Quest’ultima impedirebbe di discutere della cultura lgbt+ e gender non più soltanto ai minorenni, com’era stato dal 2013 a oggi, ma anche agli adulti: infatti anche solo parlarne incentiverebbe a impostazioni sessuali esenti dalla tradizione.

Sarebbe dunque il caso di limitarsi a un’informazione che sostenga invece il concetto di famiglia tradizionale (definizione che include una critica nei confronti di coloro non vogliono avere figli) proprio durante il coinvolgimento in una guerra ibrida e allontanarsi ulteriormente dall’occidente e dal progressismo?

Infatti per il paese calato in una situazione del genere, diventa insufficiente proteggere soltanto i figli, bisogna estendere il provvedimento a tutta la società, nonostante si sottintenda che i suoi legittimi componenti debbano rispettare il prototipo cishet, in nome dell’eteronormatività.
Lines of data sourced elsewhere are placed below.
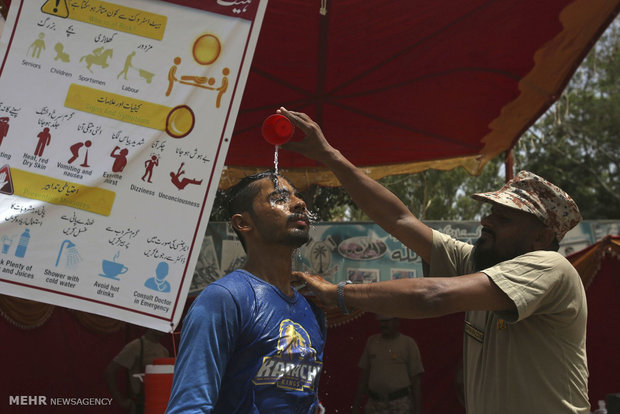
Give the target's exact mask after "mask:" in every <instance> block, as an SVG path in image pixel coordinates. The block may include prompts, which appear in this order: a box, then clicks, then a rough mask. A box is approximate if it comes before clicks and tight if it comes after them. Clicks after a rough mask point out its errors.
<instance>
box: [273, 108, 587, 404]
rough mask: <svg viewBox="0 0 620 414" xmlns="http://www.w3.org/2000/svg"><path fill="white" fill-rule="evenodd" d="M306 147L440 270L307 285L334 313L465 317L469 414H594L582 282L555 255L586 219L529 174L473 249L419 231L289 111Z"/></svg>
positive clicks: (446, 237) (357, 170) (418, 228)
mask: <svg viewBox="0 0 620 414" xmlns="http://www.w3.org/2000/svg"><path fill="white" fill-rule="evenodd" d="M279 111H280V112H281V113H282V114H284V115H286V116H287V117H288V118H289V119H290V120H291V121H292V122H293V123H294V124H295V126H297V127H298V128H299V129H301V130H302V131H303V132H305V134H306V137H305V138H304V140H302V141H300V142H289V143H287V144H285V145H283V148H284V149H288V150H294V151H298V152H300V153H302V154H304V155H306V156H307V157H309V158H312V159H314V160H317V161H319V162H322V163H323V164H325V165H326V166H327V167H328V168H329V169H330V170H331V171H332V172H333V173H334V174H335V175H336V177H337V178H338V179H339V181H340V183H341V184H342V185H343V186H344V188H345V189H346V190H347V191H348V192H349V194H350V195H351V197H352V198H353V200H354V201H355V202H356V203H357V205H358V206H360V207H361V208H362V209H363V210H364V211H365V212H366V214H368V216H369V217H370V218H371V219H372V220H373V221H374V222H376V223H377V224H379V225H380V226H381V227H382V228H383V229H385V230H386V231H387V232H388V233H390V234H392V235H393V236H394V237H396V238H397V239H399V240H400V241H401V242H402V243H403V244H404V245H406V246H407V247H409V248H410V249H411V250H413V251H415V252H416V253H417V254H418V255H420V257H421V258H422V259H423V260H424V261H425V262H426V263H428V264H429V265H430V272H429V276H431V277H424V278H414V279H400V280H391V281H385V282H379V283H372V284H359V285H358V284H345V283H341V284H339V285H338V286H335V285H332V284H331V283H329V282H326V281H325V280H323V279H322V278H320V277H319V276H316V275H307V274H299V277H300V278H302V279H303V280H304V281H305V282H307V283H308V284H309V286H310V287H311V288H312V289H313V290H314V291H315V293H316V294H317V296H318V297H319V298H321V299H322V300H323V301H324V302H325V303H326V304H327V305H330V304H333V305H339V306H340V307H341V309H343V311H346V310H347V309H349V308H358V309H361V310H364V311H370V312H375V313H380V314H384V315H390V316H394V317H401V318H428V317H435V316H441V315H446V314H451V313H456V312H466V321H465V325H464V332H465V339H464V367H463V371H464V383H465V403H466V407H467V412H468V413H475V414H497V413H509V414H510V413H514V414H522V413H580V414H587V413H589V408H590V407H589V402H588V368H587V359H586V343H585V342H586V321H587V304H586V295H585V290H584V287H583V284H582V281H581V279H580V277H579V274H578V273H577V271H576V270H575V269H574V268H573V267H572V265H571V264H570V262H568V261H567V260H566V259H565V258H564V257H563V256H562V255H561V254H559V253H558V252H557V250H558V245H559V242H560V241H561V240H562V238H563V237H564V235H565V234H566V232H568V231H569V230H570V229H571V228H573V227H574V226H575V225H576V224H577V223H578V222H579V221H580V220H581V215H580V213H579V210H578V208H577V205H576V204H575V202H574V201H573V200H572V199H571V198H570V197H569V196H568V194H566V193H565V192H564V191H562V190H561V189H560V188H558V187H557V186H555V185H553V184H552V183H550V182H548V181H547V180H545V179H543V178H541V177H539V176H537V175H535V174H533V173H531V172H528V171H521V172H520V173H518V174H517V175H516V176H515V178H514V179H513V180H511V181H509V182H508V183H507V184H506V185H505V186H504V187H503V188H502V189H500V190H499V191H496V192H491V193H481V194H475V195H474V196H473V197H474V198H476V199H478V200H480V201H483V202H487V203H490V204H491V212H490V214H489V215H487V216H485V217H484V218H483V219H482V221H481V225H482V231H481V236H480V238H479V240H478V241H477V242H476V244H475V246H472V245H469V244H466V243H462V242H460V241H458V240H456V239H453V238H451V237H449V236H447V235H444V234H442V233H440V232H437V231H435V230H432V229H431V228H430V227H428V226H426V225H425V224H423V223H422V222H421V221H419V220H418V219H417V218H416V217H415V216H414V215H413V214H412V213H411V212H410V211H409V210H408V209H407V207H406V206H405V205H404V204H403V203H402V202H401V201H400V200H399V199H398V198H397V197H396V196H395V195H394V194H392V193H391V192H390V191H388V190H387V189H386V188H385V187H383V186H382V185H380V184H379V183H377V182H376V181H374V180H372V179H371V178H369V177H368V176H367V175H365V174H364V173H363V172H362V171H360V170H359V169H357V168H356V167H355V166H354V165H353V164H351V163H350V162H349V161H348V160H347V159H346V158H345V157H344V156H343V155H342V154H341V153H340V151H338V150H337V149H335V148H333V147H332V146H331V145H330V144H329V143H328V142H327V140H326V139H325V137H324V136H323V133H322V131H321V129H320V127H319V126H318V125H317V124H316V123H315V122H314V121H312V119H310V118H309V117H308V116H307V115H306V114H303V113H298V112H290V111H287V110H286V109H284V108H281V109H280V110H279Z"/></svg>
Ognuna delle motivazioni sopra elencate sarebbe valida se non si parlasse di diritti umani e civili, della limitazione della libertà di una parte della comunità in un modo e di questa nella sua totalità in un altro.

Così le violenze a danno di persone lgbt+ sono diffusissime all’interno del paese, molte preferiscono non denunciare per paura di ritorsioni.

Sorge quindi spontaneo chiedersi quali potrebbero essere le prossime evoluzioni di questa situazione: le norme previste subiranno ulteriori restrizioni? o si preferirà lasciar andare la presa, così da contribuire alla diffusione del benessere?